How SMBs Can Take Advantage of Apple’s Passbook
XAD | 12 / 04 / 2012
It’s no secret that mobile is already playing an important role in retail sales this holiday season. As consumers brave lines and crowds, their mobile phones go with them. Last week IBM reported a 63% growth in mobile sales for Black Friday 2012 year versus a year ago.
Those toting around iPhones running iOS6 can now enjoy a sweet new addition to their local shopping arsenal. Apple’s most recent app innovation, Passbook, lets users aggregate coupons, gift card information, special offers, and purchased deals in one convenient location. These digitized versions of store loyalty cards, coupons, and even boarding passes work exactly the same as the print versions schlepped around in overstuffed wallets. Passbook allows mobile users to start to eliminate the wallet-cloggers and instead keep such items inside their mobile device for easy recall. The app’s promise to drive retail business is so strong that more than 40 major brands and retailers, including Macy’s, Barnes & Noble, LivingSocial, Fandango, and Starbucks, have launched or integrated their app with Passbook. It’s obvious Apple has struck a chord with national retailers, but how can local businesses use this new marketing tool?
Most local businesses don’t have the resources (or frankly the need) to create a mobile application, let alone one that can be integrated with Passbook. To reach local audiences already engaging with Apple’s latest invention, SMBs can, however, take advantage of a viable mobile alternative, through the use of linked Passbook “passes” (coupons or vouchers) on their site.
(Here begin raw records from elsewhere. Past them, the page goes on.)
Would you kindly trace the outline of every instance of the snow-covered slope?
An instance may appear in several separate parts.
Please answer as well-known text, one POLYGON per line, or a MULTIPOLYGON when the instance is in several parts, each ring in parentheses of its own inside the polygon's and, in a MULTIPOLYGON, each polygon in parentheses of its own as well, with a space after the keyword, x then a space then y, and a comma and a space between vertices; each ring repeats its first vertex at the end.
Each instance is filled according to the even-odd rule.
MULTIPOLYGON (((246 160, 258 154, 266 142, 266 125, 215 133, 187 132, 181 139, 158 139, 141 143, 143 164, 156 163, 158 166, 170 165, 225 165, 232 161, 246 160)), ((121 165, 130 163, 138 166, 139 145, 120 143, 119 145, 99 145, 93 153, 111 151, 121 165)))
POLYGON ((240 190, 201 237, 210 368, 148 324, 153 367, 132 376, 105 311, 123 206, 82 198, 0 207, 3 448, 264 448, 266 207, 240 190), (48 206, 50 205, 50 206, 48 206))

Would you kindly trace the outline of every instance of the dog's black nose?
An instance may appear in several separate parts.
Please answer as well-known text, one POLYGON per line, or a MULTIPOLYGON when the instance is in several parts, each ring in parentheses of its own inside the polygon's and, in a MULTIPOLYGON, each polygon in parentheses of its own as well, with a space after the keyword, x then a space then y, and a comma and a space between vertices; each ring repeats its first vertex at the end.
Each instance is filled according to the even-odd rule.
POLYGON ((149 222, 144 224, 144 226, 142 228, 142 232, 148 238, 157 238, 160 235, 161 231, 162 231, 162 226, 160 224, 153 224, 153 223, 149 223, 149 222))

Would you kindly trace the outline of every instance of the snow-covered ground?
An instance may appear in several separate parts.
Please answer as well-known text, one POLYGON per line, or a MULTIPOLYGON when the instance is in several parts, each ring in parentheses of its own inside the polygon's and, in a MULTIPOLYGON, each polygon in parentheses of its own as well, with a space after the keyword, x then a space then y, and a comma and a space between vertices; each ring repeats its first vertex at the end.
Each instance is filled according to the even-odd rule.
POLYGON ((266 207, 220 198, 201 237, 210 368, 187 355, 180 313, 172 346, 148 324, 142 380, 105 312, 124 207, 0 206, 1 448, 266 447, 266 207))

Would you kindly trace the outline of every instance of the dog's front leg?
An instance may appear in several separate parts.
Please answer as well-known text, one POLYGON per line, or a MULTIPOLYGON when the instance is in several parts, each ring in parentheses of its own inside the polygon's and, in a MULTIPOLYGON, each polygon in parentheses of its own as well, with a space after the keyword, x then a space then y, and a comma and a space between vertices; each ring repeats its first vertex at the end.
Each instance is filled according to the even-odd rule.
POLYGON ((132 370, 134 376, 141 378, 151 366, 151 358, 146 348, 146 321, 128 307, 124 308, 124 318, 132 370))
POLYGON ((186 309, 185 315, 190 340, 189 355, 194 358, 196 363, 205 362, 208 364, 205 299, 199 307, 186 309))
A number of businesses like PassKit or PassSource are offering a variety of tools granting marketers and small business owners a way to design and launch individual passes for Passbook for any promotion.
PassSource, though still in beta, has both personal and professional accounts available for $89 or $899 a year, respectively. The basic personal account lets users create passes from templates with custom colors and images; these are then tracked and easily updated when necessary through push notifications. The professional account upgrade enables businesses to white-label Pass Source passes, as well as create links to passes for inclusion in marketing distributions. The creation process is simple and easy, and a basic coupon pass would look something like the one on the right.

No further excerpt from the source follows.